A week ago, MA schools closed. As of noon yesterday, the vast majority of businesses in the Commonwealth were ordered to shut their doors as well. This is a journey into uncharted waters for all of us, but it has nevertheless confirmed some disturbing priorities for Beacon Hill. For example, the governor’s order of March 15th initially lumped churches in with other “non-essential activity.” The ban on all gatherings of 25 or more specifically included “faith based events” but exempted, among other things, “typical office environments” and “athletic and other events” held without spectators. This meant our state leaders were telling us we could go to work, and even drop our kids off at a youth basketball tournament, but we must NOT go to church. While I understood the need to avoid large gatherings, if things are bad enough to warrant effectively shutting down our churches, then the same should be true across the board, work and play included. As I said in a comment to the New Boston Post, “What message are we sending in a moment of international crisis when we say that sports are more important than corporate worship and prayer? We should trust the discretion of our faith leaders at least as much as coaches and avoid a disturbing and unnecessary violation of our cherished First Amendment rights.”
However, while the initial treatment of churches displayed perhaps an indifference to, or ignorance of, the importance of faith in the lives of so many in our Commonwealth, it was another exemption issued from the MA Department of Public Health that was even more appalling. As was trumpeted by the National Abortion Rights Action League of Massachusetts, abortions were exempted from the ban on nonessential, elective surgeries. There was a good deal of public outcry over this, as there should be. At a moment when the entire world is taking unprecedented measures to save lives, the abortion lobby was able to convince our health officials that continuing to murder the unborn is “essential.”

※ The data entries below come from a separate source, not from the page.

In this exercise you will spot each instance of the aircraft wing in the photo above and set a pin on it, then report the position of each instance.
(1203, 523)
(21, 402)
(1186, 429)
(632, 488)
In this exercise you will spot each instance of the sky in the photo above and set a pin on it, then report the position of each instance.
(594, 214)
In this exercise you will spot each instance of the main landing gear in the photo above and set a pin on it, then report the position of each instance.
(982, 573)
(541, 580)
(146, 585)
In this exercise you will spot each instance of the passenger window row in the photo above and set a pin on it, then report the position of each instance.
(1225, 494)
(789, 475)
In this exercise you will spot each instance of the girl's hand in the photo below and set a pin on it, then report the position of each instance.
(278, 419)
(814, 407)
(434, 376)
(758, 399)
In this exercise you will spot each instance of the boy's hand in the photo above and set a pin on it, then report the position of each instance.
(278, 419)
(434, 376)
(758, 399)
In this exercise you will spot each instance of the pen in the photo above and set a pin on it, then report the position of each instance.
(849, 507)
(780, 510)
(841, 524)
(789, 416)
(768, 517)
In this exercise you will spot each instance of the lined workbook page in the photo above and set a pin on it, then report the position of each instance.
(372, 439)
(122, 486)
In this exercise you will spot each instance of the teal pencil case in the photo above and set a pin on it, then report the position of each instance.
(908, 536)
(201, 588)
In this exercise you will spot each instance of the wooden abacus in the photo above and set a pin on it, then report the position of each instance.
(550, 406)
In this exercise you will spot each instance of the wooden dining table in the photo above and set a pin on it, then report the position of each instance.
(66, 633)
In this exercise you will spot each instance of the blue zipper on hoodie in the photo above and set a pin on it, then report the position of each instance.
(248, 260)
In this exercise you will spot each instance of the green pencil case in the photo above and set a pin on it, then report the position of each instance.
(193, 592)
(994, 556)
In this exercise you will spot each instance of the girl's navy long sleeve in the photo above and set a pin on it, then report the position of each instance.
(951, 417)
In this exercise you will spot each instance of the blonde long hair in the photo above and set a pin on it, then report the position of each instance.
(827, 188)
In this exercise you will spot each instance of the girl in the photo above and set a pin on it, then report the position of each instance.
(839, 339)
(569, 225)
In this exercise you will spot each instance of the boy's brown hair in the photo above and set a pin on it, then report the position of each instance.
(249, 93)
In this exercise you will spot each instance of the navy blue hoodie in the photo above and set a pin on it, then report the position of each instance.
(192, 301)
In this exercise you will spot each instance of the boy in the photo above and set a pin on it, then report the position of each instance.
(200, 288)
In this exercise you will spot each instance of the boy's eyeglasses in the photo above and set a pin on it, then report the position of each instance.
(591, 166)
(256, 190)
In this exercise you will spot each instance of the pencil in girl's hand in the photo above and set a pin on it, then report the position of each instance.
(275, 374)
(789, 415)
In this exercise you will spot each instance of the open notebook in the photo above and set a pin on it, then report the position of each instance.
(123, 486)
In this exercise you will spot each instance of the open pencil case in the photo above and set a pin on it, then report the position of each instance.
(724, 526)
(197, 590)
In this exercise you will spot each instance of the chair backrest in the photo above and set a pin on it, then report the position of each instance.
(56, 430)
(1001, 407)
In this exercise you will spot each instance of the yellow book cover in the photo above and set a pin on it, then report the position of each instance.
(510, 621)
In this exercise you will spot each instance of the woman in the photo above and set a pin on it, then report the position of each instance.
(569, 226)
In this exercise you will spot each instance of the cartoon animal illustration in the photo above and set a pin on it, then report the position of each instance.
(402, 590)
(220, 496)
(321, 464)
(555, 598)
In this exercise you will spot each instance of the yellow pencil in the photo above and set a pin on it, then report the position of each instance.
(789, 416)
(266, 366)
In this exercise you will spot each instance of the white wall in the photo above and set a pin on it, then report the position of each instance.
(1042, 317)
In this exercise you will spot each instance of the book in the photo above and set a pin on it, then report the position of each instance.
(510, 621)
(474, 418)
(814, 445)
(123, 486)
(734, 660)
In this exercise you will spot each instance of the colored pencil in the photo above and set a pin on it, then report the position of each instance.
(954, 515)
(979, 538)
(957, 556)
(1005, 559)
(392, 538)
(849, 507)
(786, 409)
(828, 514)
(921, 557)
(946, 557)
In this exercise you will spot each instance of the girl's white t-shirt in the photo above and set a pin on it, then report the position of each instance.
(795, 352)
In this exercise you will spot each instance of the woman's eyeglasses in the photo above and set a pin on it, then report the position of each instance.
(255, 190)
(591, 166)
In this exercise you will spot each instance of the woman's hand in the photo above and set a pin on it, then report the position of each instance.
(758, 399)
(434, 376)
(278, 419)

That being said, the tightened restrictions that went into effect yesterday did contain some relatively positive developments. Although “medical marijuana” was listed as an essential business, recreational marijuana shops were not. In fact, some of them have switched over to making hand sanitizer. More importantly, churches are now specifically exempted from the new order to close all non-essential businesses. “Churches, temples, mosques, and other places of worship shall not be required to close their brick and mortar premises to workers or the public; provided, however, that such institutions shall be required to comply with all limitations on gatherings…” This means that church gatherings of 10 or fewer are still permitted, which is especially important in light of so many churches livestreaming their Sunday morning services, for which a skeleton crew is typically necessary. It is a welcome change, and a quick reversal from a week ago, to see our churches recognized as more of a priority than office access and youth athletics.
I don’t know if we will be able to return to church en masse for Easter celebrations, but if not, we may be able to hold outside services. Yesterday’s order on gatherings also “does not prohibit gatherings of more than 10 people in an unenclosed, outdoor space such as a park, athletic field, or parking lot.” My in-laws attend a church which has traditionally held an Easter sunrise service on a nearby beach. Perhaps we’ll all be doing something similar to celebrate the resurrection this year.